Reporters Without Borders is concerned about Mojtaba Lotfi, a theologian and former journalist who was arrested and imprisoned in May. He was tried at the end of July for “spying” and for “publishing false information” but the judicial authorities have not announced their verdict.
Lotfi posted an article entitled “Respect for human rights in cases involving the clergy” on Naqshineh, a Website which is also subject to judicial proceedings, in particular because of articles about the recent legislative elections. The site has been blocked since March on the orders of the authorities.

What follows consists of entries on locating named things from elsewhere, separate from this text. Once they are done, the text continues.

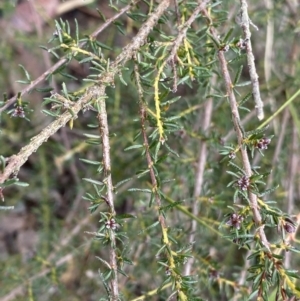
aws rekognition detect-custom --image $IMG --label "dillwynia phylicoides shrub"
[0,0,300,300]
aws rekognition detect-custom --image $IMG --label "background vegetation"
[0,0,300,301]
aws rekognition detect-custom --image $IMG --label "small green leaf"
[124,144,144,152]
[79,158,101,165]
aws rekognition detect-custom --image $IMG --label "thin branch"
[0,0,140,113]
[0,0,170,184]
[237,0,264,120]
[167,0,210,61]
[203,9,270,252]
[184,74,216,275]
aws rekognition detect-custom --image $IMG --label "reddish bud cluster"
[255,137,271,149]
[226,213,244,229]
[105,218,117,230]
[11,106,25,118]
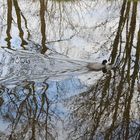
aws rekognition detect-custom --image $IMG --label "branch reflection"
[68,0,140,140]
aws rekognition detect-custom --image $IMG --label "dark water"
[0,0,140,140]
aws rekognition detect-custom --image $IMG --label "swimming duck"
[87,60,111,73]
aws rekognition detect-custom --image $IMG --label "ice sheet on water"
[0,48,91,83]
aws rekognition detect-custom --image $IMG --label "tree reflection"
[1,81,57,140]
[66,0,140,140]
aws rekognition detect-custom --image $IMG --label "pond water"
[0,0,140,140]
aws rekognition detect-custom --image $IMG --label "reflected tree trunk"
[5,0,12,48]
[13,0,28,49]
[40,0,47,54]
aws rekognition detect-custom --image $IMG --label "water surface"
[0,0,140,140]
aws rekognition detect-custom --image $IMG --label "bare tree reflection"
[40,0,48,54]
[1,81,57,140]
[66,0,140,140]
[5,0,12,48]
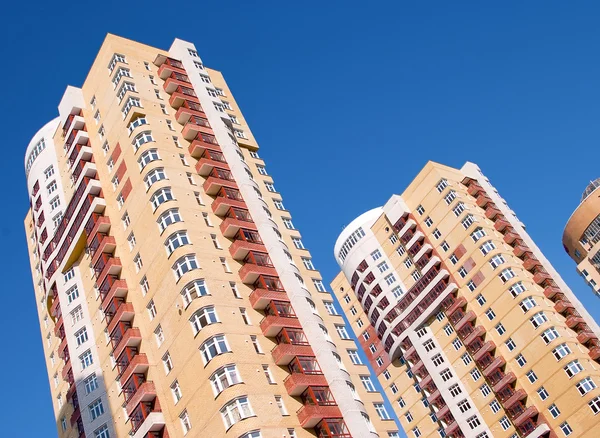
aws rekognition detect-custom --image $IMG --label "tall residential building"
[563,178,600,296]
[25,35,398,438]
[332,163,600,438]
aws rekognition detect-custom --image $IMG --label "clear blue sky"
[0,0,600,438]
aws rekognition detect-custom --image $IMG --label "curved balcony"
[446,296,467,315]
[454,310,476,331]
[554,299,575,313]
[544,286,562,299]
[219,217,258,238]
[283,373,328,397]
[271,344,314,365]
[297,405,342,429]
[196,153,230,176]
[250,288,290,310]
[238,262,277,284]
[504,231,521,245]
[483,356,506,377]
[203,175,239,196]
[260,315,302,337]
[181,115,217,139]
[492,371,517,392]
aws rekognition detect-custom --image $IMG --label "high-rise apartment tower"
[25,35,397,438]
[332,163,600,438]
[563,178,600,296]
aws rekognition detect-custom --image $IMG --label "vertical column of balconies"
[158,54,350,438]
[463,179,600,363]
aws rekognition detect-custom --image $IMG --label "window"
[563,360,583,378]
[525,370,537,383]
[479,240,496,255]
[88,399,104,420]
[154,324,165,347]
[190,306,219,336]
[444,190,456,205]
[144,167,167,189]
[94,424,110,438]
[529,312,548,328]
[519,297,537,313]
[458,400,471,414]
[360,376,376,392]
[138,149,160,170]
[162,351,173,374]
[373,403,390,420]
[576,377,596,395]
[584,396,600,418]
[221,397,254,429]
[461,214,475,230]
[172,254,200,280]
[179,410,192,435]
[490,254,504,266]
[83,373,98,395]
[67,285,79,304]
[479,383,492,397]
[200,335,231,365]
[448,383,462,397]
[560,421,573,436]
[75,327,88,347]
[508,281,527,298]
[79,350,94,369]
[467,415,481,429]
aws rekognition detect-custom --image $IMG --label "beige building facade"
[25,35,398,438]
[331,162,600,438]
[563,179,600,298]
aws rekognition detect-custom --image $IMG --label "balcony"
[283,373,328,397]
[556,300,575,313]
[544,286,561,299]
[454,310,476,331]
[180,115,216,139]
[203,175,239,196]
[483,356,506,377]
[250,288,290,310]
[504,231,520,245]
[119,353,149,385]
[473,340,496,360]
[238,264,277,284]
[260,315,302,337]
[113,327,142,357]
[476,193,494,208]
[229,240,267,260]
[163,71,192,94]
[271,344,314,365]
[513,406,539,426]
[196,151,230,176]
[492,371,517,392]
[220,215,258,238]
[463,325,485,345]
[565,315,585,329]
[107,303,135,333]
[125,382,156,415]
[446,296,467,315]
[298,405,342,429]
[533,272,552,285]
[577,330,598,344]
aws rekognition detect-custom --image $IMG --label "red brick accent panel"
[121,178,132,200]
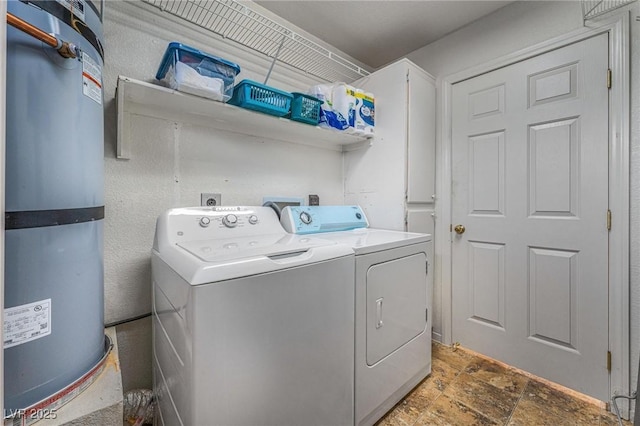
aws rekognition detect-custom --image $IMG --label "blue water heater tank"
[4,0,105,413]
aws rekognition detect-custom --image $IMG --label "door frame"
[435,10,630,406]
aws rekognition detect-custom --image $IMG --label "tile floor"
[377,342,631,426]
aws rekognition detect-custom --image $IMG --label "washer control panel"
[280,206,369,234]
[156,206,285,243]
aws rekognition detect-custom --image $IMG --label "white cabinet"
[344,59,436,233]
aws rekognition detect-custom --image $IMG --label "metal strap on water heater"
[5,206,104,230]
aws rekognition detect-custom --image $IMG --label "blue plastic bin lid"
[156,41,240,80]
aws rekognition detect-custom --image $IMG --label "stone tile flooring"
[377,342,631,426]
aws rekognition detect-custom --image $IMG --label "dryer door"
[366,252,427,366]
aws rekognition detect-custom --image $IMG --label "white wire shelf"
[582,0,636,21]
[116,76,371,159]
[143,0,369,82]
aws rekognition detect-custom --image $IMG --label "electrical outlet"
[200,192,222,207]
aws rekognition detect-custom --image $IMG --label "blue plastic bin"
[229,80,293,117]
[156,41,240,102]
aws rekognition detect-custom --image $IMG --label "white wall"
[408,1,640,402]
[0,2,7,413]
[103,2,358,391]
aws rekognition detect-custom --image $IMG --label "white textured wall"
[629,3,640,404]
[408,1,640,402]
[103,1,358,387]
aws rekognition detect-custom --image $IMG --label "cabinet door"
[407,67,436,203]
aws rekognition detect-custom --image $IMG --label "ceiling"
[255,0,511,68]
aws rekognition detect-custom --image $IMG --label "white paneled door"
[452,34,609,401]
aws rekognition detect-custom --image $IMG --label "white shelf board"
[117,76,369,159]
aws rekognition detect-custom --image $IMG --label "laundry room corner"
[103,2,370,391]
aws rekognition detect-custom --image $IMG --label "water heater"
[4,0,105,413]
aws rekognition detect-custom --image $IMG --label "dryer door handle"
[376,297,384,329]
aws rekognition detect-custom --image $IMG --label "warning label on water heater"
[82,52,102,105]
[4,299,51,349]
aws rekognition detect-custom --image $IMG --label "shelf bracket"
[116,76,131,160]
[264,34,287,85]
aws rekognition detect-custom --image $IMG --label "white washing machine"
[152,207,355,426]
[280,206,433,425]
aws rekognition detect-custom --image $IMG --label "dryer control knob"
[222,214,238,228]
[300,212,312,225]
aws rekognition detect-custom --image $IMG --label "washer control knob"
[222,214,238,228]
[300,212,312,225]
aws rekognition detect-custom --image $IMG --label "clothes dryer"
[152,207,355,426]
[280,206,433,425]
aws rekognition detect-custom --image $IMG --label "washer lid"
[314,228,431,256]
[157,233,353,285]
[176,233,336,262]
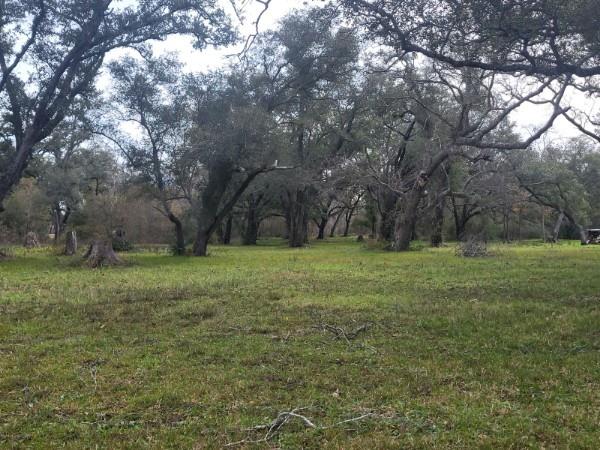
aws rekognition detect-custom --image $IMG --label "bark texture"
[23,231,40,248]
[65,231,77,256]
[84,240,123,269]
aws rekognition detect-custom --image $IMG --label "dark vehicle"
[586,228,600,245]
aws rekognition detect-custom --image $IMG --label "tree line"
[0,0,600,256]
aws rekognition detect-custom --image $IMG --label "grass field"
[0,240,600,449]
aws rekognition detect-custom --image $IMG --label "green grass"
[0,240,600,449]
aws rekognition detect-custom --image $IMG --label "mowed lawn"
[0,240,600,449]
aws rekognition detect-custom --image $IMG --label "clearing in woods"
[0,240,600,449]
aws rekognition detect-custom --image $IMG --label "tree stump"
[83,240,123,269]
[23,231,40,248]
[65,231,77,256]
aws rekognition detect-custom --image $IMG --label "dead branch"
[225,407,383,447]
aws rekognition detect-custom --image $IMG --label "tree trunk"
[317,217,329,241]
[194,230,211,256]
[219,216,233,245]
[84,240,123,269]
[431,196,446,248]
[288,188,308,248]
[379,192,398,242]
[194,160,265,256]
[168,212,185,256]
[65,231,77,256]
[0,134,38,212]
[552,212,565,242]
[23,231,40,248]
[329,212,343,237]
[242,198,260,245]
[52,203,62,244]
[392,187,422,252]
[344,207,355,237]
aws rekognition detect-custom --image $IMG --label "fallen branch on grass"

Besides, an official draft of a proposed law “on the punishment of crimes linked to the Internet,” published in the newspaper Iran, would create a legislative framework that would severely restrict free expression online: 1 to 3 years of prison for the dissemination of “information that poses a threat for the country’s internal or external security” and five to 15 years if the information is passed to “foreign states or foreign organisations;” “nauseating” content such as “sexual organs or sexual acts, including those involving heterosexual relations as well as homosexual relations or relations with animals” would be punished by up to a year in prison and a fine of 10 million rials (950 euros); and the dissemination of “false information” about regime officials will cost its author six months in prison and a 10 million rials fine.
Cybercafés and ISPs would be required to monitor all content to which they offer access, block “nauseating” or illegal sites, help the police to identify those responsible for disseminating such content, and preserve all connection data and the identity of their clients for three months after each online session.